Tibetisches Zentrum will Camp Reinsehlen in Niedersachsen erwerben

Ein kleines Gebäude mit einem Pavillon, das als Eingang zu einem tibetischen buddhistischen Tempel dient, steht in einem Schmutzfeld umgeben von einem Metallzaun, einem Tor, Pflanzen, Gras, Bäumen, Pfählen mit Drähten, einem Straßenpfahl und an Seilen befestigten Flaggen unter einem bewölkten Himmel.

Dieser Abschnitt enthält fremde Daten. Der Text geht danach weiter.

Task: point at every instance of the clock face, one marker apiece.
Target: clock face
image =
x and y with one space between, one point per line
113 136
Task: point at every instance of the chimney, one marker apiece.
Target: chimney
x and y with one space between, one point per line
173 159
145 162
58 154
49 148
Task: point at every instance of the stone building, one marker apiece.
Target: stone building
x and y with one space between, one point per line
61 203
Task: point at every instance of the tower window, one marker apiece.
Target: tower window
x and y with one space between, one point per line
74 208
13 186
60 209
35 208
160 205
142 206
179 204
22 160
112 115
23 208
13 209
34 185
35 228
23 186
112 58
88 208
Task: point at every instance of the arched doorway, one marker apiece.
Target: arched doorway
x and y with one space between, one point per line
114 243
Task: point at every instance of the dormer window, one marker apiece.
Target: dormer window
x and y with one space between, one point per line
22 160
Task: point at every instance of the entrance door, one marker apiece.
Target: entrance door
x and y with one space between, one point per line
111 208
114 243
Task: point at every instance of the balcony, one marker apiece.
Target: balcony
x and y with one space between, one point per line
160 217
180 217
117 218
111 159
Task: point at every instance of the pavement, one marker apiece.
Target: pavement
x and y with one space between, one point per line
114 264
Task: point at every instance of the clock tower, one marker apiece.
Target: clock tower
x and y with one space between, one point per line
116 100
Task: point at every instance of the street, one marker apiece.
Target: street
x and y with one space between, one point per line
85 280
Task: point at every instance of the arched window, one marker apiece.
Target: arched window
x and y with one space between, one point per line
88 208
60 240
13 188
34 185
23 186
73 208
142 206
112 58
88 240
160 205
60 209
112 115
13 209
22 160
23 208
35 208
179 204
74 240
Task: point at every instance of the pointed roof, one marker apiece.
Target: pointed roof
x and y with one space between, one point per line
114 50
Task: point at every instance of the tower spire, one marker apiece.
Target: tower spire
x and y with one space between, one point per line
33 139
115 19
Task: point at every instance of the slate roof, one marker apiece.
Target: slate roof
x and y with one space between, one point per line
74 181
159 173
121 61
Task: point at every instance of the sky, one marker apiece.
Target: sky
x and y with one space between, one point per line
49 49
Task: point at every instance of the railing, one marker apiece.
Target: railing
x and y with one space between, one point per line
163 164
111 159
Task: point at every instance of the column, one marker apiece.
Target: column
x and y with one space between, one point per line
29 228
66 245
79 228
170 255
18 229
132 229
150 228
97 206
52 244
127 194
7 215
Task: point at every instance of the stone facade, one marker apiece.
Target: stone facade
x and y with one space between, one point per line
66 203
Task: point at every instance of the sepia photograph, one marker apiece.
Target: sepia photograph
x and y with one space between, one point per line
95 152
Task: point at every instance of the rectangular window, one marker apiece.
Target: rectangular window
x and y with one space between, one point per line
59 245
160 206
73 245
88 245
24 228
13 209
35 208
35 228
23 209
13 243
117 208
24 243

Tibetisches Zentrum will Camp Reinsehlen in Niedersachsen erwerben

Tibetisches Zentrum plant großen Kauf in Niedersachsen

Das Tibetische Zentrum, eine gemeinnützige Organisation, die sich für die Förderung des Buddhismus und der Gewaltfreiheit einsetzt, erwägt einen bedeutenden Kauf in Niedersachsen. Die Organisation hat Interesse bekundet, das Camp Reinsehlen in Schneverdingen zu erwerben – einen bekannten Veranstaltungs- und Übernachtungsstandort. Sollte das Vorhaben gelingen, wäre dies eine erhebliche Erweiterung im Vorfeld des 50-jährigen Jubiläums des Zentrums im Jahr 2027.

Im Mittelpunkt der geplanten Übernahme steht ein 20 Hektar großes Gelände des Camp Reinsehlen. Dazu gehören 14 Gebäude mit 91 Zimmern sowie mehrere Seminarräume. Andreas Bründer, Geschäftsführer des Tibetischen Zentrums, sieht in dem Standort großes Potenzial, um die Ziele der Organisation – die Förderung von Toleranz und Frieden – weiter voranzutreiben.

Helko Riedinger, der aktuelle Direktor des Hotels, bestätigte das Kaufinteresse, betonte jedoch, dass bisher keine verbindlichen Vereinbarungen getroffen wurden. Trotz lokaler Spekulationen in Schneverdingen über einen möglichen Besitzerwechsel liegen noch keine unterzeichneten Verträge vor.

Die Finanzierung des Vorhabens würde auf zwei Säulen beruhen: Die Hälfte des Kaufpreises soll aus eigenen Mitteln des Tibetischen Zentrums stammen, die andere Hälfte durch die stabile finanzielle Lage des Hotelbetriebs gedeckt werden. Die Organisation strebt an, bis zum Ende des Herbstes eine Entscheidung zu treffen.

Der mögliche Erwerb des Camp Reinsehlen würde dem Tibetischen Zentrum eine große Einrichtung neben seinen bestehenden Standorten in Hamburg und Lünzen hinzufügen. Eine Entscheidung wird in den kommenden Monaten erwartet, wobei das 50-jährige Jubiläum im Jahr 2027 vermutlich eine Rolle für den Zeitplan spielt. Das Ergebnis wird zeigen, ob der Standort zu einem neuen Zentrum für die Aktivitäten der Organisation in Deutschland wird.